Search code examples
assemblyx86-16emu8086

Variable offset from BP (emu8086 assembly)


A part of my compiler assignment includes translating a C program to 8086 assembly. Say I have the following in C:

int a[3];

The translated assembly code for this array declaration looks like this (assuming 0 initialization by default, and I have to use stack allocation for local variables):

MOV BP, SP
PUSH 0 ; [BP-2] refers to a[0]
PUSH 0 ; [BP-4] refers to a[1] 
PUSH 0 ; [BP-6] refers to a[2]

Say I have to translate the following C code to assembly:

a[2]=5;

The index gets calculated like this:

; offset from BP for a[idx] = offset for a[0] + idx * 2

MOV AX, 2 ; AX = idx
MOV BX, 2 ; multiplier
MUL BX    ; DX:AX = idx * 2 (*ignore DX for now*)
MOV BX, 2 ; AX = offset for a[0] = 2
ADD AX, BX; AX = 4 + 2 = 6
MOV [BP-AX], 5

The assignment specification guarantees index*2 will never exceed 16 bytes, so DX will always contain 0000H after multiplication.

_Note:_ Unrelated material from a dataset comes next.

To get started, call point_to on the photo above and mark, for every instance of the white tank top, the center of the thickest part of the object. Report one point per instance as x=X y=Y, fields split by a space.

The problem lies in the last line MOV [BP-AX], 5. AX cannot be subtracted from BP, but for this purpose I need to do exactly that. How do I get around this problem?


Solution

  • Your memory layout is backwards. Arrays should always be laid out in memory from low to high addresses, even when they are on the stack. So you should have

    a[0] at bp-6
    a[1] at bp-4
    a[2] at bp-2
    

    Thus your code should look more like:

    ;; compute the offset 4 in AX as you have already done
    MOV DI, AX
    MOV WORD PTR [BP-6+DI], 5
    

    So the base of the array is always at BP-6, and then indexing into it always involves addition, not subtraction. You can't use AX as an index register on the 16-bit 8086, but you can use SI or DI. (As ecm notes, you also need WORD PTR to tell the assembler to generate a two-byte store instruction, as opposed to one-byte.)

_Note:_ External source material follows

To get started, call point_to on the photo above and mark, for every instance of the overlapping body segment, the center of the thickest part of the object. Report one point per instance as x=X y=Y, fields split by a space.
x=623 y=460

    (You might be wondering why "subtraction" of a constant displacement is allowed in an effective address, while subtraction of an index register is not. Well, it technically isn't; the instruction can only encode addition of a 16-bit constant displacement. But the assembler takes care of this for you, encoding [BP-6+DI] as the addition of the constant -6. It's equivalent to [BP+(-6)+DI] or [BP+0FFFAh+DI].)

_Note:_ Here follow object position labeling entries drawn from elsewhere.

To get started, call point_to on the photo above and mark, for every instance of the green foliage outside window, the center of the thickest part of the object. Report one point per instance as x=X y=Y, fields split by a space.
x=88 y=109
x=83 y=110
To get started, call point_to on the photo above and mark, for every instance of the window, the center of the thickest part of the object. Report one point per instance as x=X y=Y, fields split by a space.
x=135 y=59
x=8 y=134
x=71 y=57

    You could make this more efficient by computing the offset in DI instead of AX in the first place, avoiding the extra MOV DI, AX. Also, if your compiler is able to figure out that sizeof(int) is the constant 2, then the multiplication by 2 should be done with SHL instead of MUL for efficiency. So it probably wants to look more like

    MOV DI, 2 ; or some code choosing index 2 at runtime
    SHL DI, 1 ; multiply by sizeof(int) which is 2
    MOV WORD PTR [BP-6+DI], 5
    

    Of course if the index 2 is really a constant, then you would ideally optimize the whole thing into MOV WORD PTR [BP-2], 5.


    More generally, if you can't do what you want in one instruction, just emit more instructions to do it in multiple steps. In some cases you might need to use additional registers.

    If you really did want to have your array backwards and achieve the effect you originally asked about, you could do, for instance:

    ; compute offset in AX as you have done
    MOV DI, AX
    NEG DI
    MOV WORD PTR [BP+DI], 5
    

    You could also compute the entire address separately in another register. BX, SI or DI would work. Note that they address the DS segment by default, whereas BP addresses the SS segment. So if you are in a code model where the stack and data segment are possibly different, you'll need a segment override.

    ; compute offset in AX as you have done
    MOV BX, BP
    SUB BX, AX
    MOV WORD PTR SS:[BX], 5